Durante a realização desta pesquisa, muito aprendi com os(as) muleekes(as) e com o grupo Nzinga sobre essa forma de envolvimento. Em minhas experiências de capoeira em Belo Horizonte, pude vivenciar esse tipo de relação e divisão de responsabilidades com os camaradas da FICA-BH e o mestre Jurandir. Mas aqui em Salvador, venho sentindo falta de estabelecer uma relação mais próxima e de contribuir mais com meu próprio grupo. Vendo e refletindo sobre a experiência com os(as) muleekes(as) do Nzinga, quando assumiam as tarefas ou quando não assumiam, quando cobravam dos adultos ou eram por eles cobrados, eu sentia minha cobrança interna em relação ao meu próprio grupo, sabendo da importância do envolvimento de cada um, pela iniciativa e vontade próprias.

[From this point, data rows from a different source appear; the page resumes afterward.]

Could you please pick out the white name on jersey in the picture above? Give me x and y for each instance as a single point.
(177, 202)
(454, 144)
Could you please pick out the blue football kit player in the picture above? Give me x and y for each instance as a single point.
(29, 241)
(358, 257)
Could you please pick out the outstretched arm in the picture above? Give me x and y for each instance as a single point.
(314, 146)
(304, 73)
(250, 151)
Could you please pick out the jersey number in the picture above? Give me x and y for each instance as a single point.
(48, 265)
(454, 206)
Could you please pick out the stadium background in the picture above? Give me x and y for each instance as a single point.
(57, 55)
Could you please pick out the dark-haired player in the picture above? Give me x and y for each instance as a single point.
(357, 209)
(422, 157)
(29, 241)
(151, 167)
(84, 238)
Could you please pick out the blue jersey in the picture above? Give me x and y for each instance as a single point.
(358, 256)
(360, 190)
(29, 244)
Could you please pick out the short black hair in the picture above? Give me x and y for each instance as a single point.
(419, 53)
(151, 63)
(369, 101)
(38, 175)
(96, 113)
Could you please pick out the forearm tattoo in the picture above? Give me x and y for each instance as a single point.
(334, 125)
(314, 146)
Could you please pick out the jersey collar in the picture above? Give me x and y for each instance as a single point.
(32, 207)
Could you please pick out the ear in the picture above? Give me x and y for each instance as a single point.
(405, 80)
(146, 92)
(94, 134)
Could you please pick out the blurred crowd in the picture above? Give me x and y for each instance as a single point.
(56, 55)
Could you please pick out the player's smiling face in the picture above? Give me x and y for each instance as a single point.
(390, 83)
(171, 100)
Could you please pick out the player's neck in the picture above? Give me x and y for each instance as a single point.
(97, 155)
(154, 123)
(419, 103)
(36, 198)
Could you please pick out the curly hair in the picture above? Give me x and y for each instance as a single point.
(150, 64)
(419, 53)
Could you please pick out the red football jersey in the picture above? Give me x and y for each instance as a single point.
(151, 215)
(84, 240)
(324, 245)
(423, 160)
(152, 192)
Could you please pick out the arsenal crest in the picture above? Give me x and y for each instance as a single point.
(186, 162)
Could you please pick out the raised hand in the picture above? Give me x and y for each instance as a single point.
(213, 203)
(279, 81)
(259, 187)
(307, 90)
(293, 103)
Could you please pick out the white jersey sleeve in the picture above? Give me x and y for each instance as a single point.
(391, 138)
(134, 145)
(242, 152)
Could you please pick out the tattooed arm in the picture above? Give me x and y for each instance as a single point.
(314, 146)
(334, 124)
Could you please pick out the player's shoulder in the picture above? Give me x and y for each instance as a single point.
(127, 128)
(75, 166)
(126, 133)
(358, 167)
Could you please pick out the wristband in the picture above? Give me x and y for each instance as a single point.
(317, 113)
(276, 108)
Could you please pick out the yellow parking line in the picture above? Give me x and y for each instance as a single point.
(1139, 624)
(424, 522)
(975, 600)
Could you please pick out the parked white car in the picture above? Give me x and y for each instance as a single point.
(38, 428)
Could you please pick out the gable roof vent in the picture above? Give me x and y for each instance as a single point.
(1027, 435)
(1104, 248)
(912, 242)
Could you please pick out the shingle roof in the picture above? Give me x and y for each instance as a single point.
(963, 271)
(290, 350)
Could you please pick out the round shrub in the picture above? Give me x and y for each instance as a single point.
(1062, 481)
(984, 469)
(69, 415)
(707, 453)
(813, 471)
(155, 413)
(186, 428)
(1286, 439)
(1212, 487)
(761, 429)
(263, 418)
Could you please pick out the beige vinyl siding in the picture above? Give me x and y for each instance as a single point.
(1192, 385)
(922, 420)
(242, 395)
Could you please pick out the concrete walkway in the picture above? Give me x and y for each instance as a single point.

Aprendi muito também, com a experiência do Nzinga, sobre a relação entre adultos, crianças e adolescentes. Obviamente que essa relação – como toda relação humana – vem permeada por conflitos. Especialmente quando se convive com grandes diferenças (de idade, classe e história de vida) e se traça a busca por autonomia. Como diz mestre Poloca, esse é um

caminho muito mais longo e difícil, o de educar para a autonomia. Mais fácil seria a educação “autoritária”,  em  que  “manda  quem  pode  e  obedece  quem  tem  juízo”  e  quem não obedece é punido. Dar ordens e punir quem não cumpre é mais fácil que formar sujeitos autônomos, que tomam a iniciativa de agir pelo grupo, em coletivo.